2. Can the Persian Gulf petro-monarchies remain stable with turmoil all around them?

Put another way: If money can't buy you love, can it at least buy you fealty?

When oil traders watch the chaos on the streets of Libya on their TV screens, they are really seeing the oilfields of Saudi Arabia (and Qatar and Kuwait). Meanwhile, we're assured that the rich Gulf states are not like the run-of-the-mill dictatorships surrounding them, such as Egypt, Tunisia, and Yemen; they have staying power because of loyalty to the crown, cemented by generous socialized economies. But is this true?

Until we know with reasonable certainty that calm will persist -- and it's almost impossible to prove that something won't happen -- oil markets will remain on edge. "With the genie out of the bottle in various [Middle East and North African] countries, the uncertainties surrounding this region are paramount and those qualms concerning the oil market and its impact on oil prices are almost limitless," Barclays Capital said in a note to investors.

3. Can Saudi Arabia truly compensate for any expectable shortfall in the oil market and, if so, for how long?

The price in the global oil market for now depends on Saudi assurances that its 4 million barrels a day of spare capacity are sufficient for any probable occurrence. But haven't all the major events of recent weeks in the Middle East been improbable?

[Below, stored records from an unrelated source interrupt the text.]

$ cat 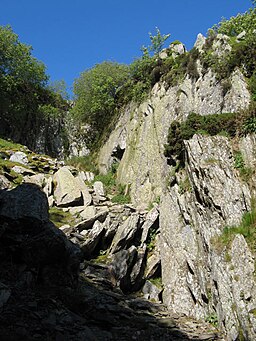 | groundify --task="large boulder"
[53,166,82,207]
[0,184,81,285]
[0,184,49,222]
[10,152,28,165]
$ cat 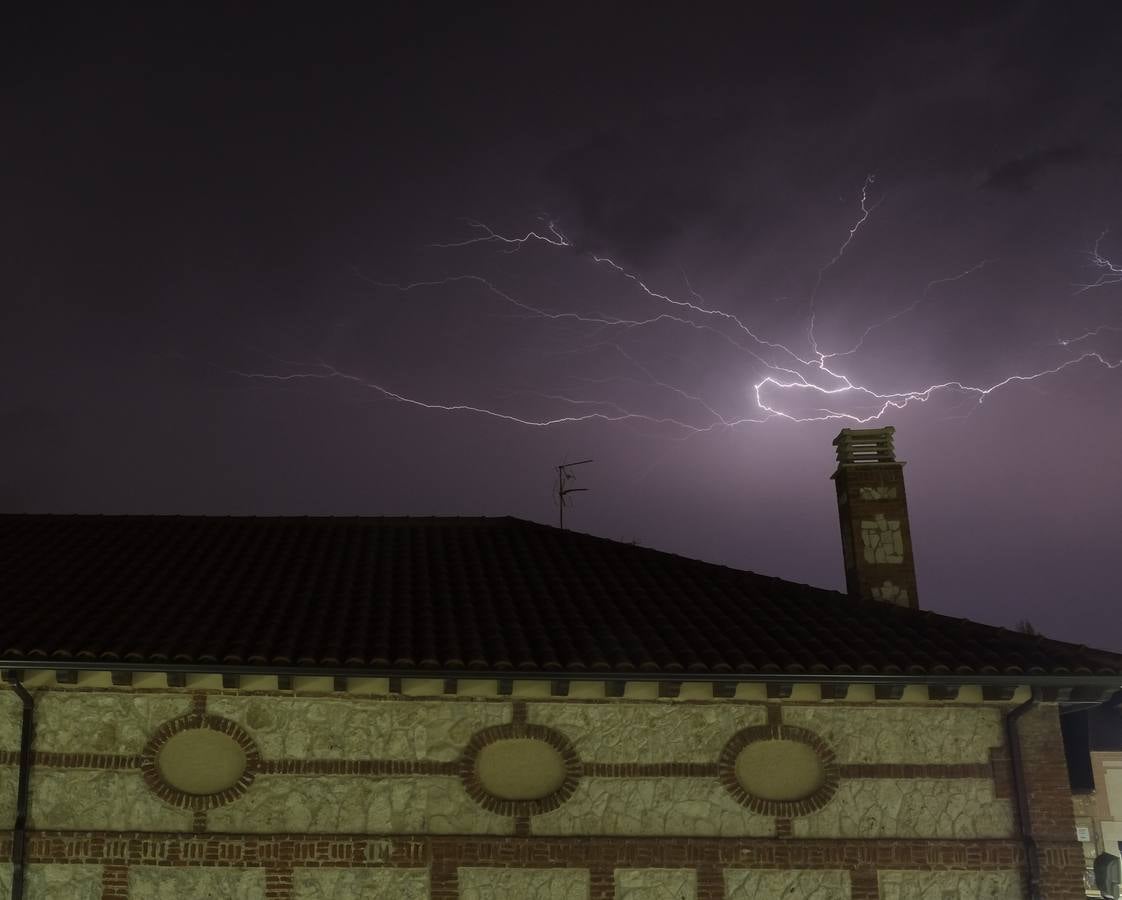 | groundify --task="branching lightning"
[1075,229,1122,294]
[236,175,1122,430]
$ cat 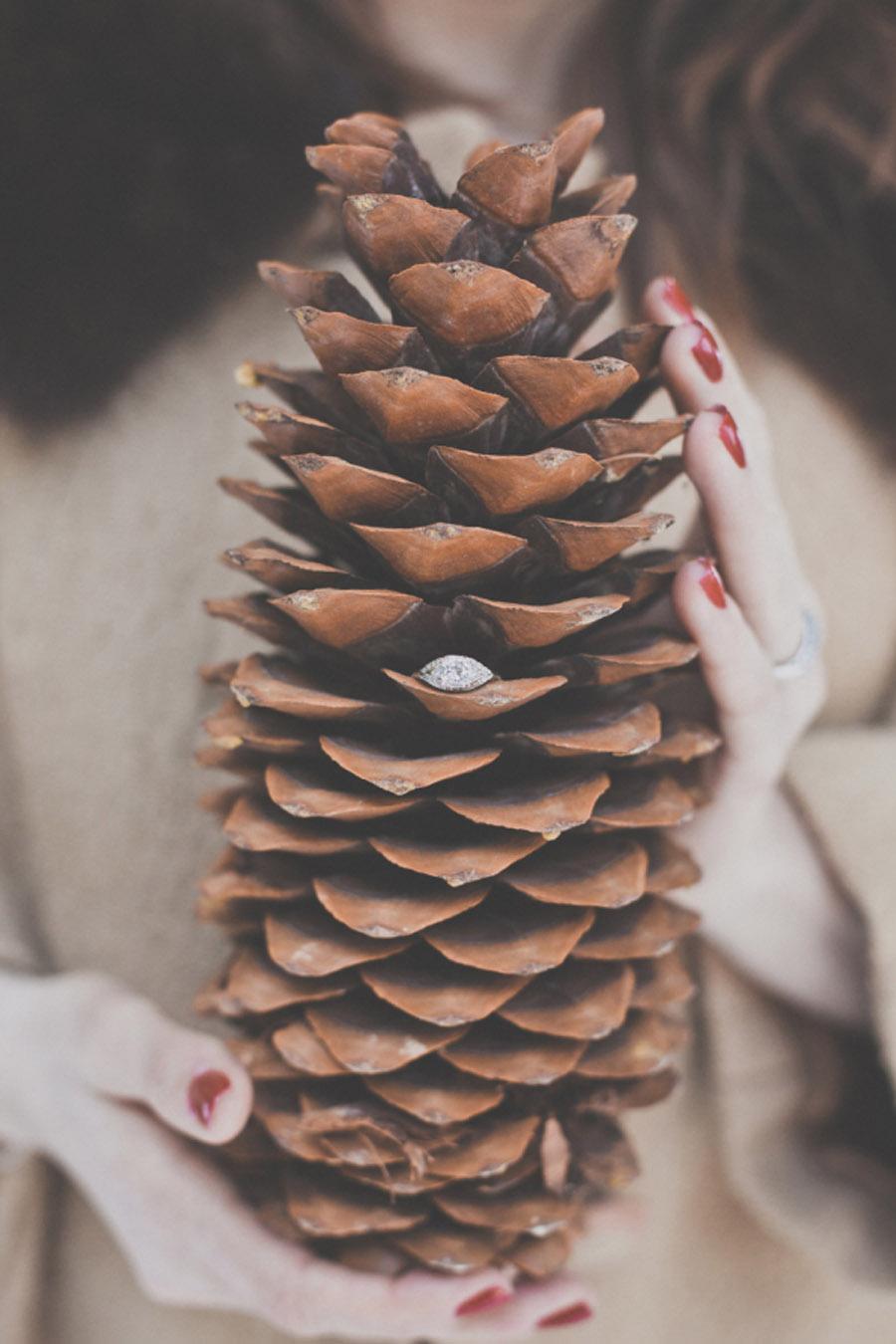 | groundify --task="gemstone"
[416,653,495,691]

Everyone wants to know the Saudi strategy in the event of regional Armageddon. Cameron Hanover, a strategic analyst for hedge funds investing in the energy markets, puts it this way: "At this stage, the Saudis seem to have Libyan shortfalls covered. The kingdom could cover Libya and the loss of one other large producer (like Algeria, the United Arab Emirates or Kuwait), but not any more than that. The $64 million question is whether the Saudis can maintain their sea of calm while the waters roil around them. If they can, we may see rationality return [to the market]. But, it is just too early to bet that the unrest has stopped spreading anywhere else at all, yet."

4. Will traders ever have to risk more in order to bid up the price of crude oil during such crises?

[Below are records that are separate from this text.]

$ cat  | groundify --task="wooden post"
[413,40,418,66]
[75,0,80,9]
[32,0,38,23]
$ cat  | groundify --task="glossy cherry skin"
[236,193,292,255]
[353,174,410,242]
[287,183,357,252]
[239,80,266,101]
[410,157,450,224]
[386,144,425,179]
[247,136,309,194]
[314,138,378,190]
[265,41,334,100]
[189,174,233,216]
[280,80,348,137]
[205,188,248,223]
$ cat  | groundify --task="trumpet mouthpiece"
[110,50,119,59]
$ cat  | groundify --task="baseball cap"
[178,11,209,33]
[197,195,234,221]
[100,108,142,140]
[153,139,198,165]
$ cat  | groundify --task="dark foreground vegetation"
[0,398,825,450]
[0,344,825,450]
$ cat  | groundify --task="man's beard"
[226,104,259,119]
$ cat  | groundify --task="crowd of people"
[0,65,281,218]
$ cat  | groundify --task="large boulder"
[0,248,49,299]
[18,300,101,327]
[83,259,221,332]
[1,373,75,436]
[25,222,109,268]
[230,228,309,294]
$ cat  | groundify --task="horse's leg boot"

Oil trading is a casino business. Traders sit at their computers, and lay down their bets that the price of oil will go up or down in a given month. Uncertainty is the air in which they act -- without it, there is no casino. But a gigantic, multi-dimensional event such as the Middle East unrest is a feast of uncertainty. Traders pile in, so that when the price swings $8 or $9 in a single day, which has happened during the current crisis, there is the chance for substantial profits.

Trading houses such as Goldman Sachs and JPMorgan have thus far argued successfully that they are a stabilizing force, rationing scarce commodities, and hence should be relatively unfettered in the casino. That's a nice narrative, but the alternate perspective is that stabilizing and rationing are not rights, but privileges, and should be more costly. In other words, they say, Goldman Sachs should be forced to contemplate longer before buying a big cargo of oil on the whim that it will fetch a higher price a few hours or a few days later. There is something to the latter view.

5. Can't the United States create its own spare capacity?

Ever since last summer's oil spill in the Gulf of Mexico, drilling permits in the area have been effectively frozen. It's generally clear why -- no one wants another ecology-tarnishing spill lapping up in Florida, Louisiana, and Mississippi. Moreover, politically speaking, if a similar spill occurred before the 2012 elections, President Barack Obama could face a serious backlash. Yet is the answer zero new drilling in the Gulf?

If a new set of rules were devised that enabled new drilling in the Gulf, one way of looking at the result is an effective buffer of, say, 1 million or 2 million barrels a day of capacity above and beyond global demand. Advocates of such drilling suggest issuing tough but clear new rules, and establishing a mechanism to efficiently administrate the applications for drilling permit requests that are submitted. Considering what we now know about the Middle East, is that such an outrageous proposition?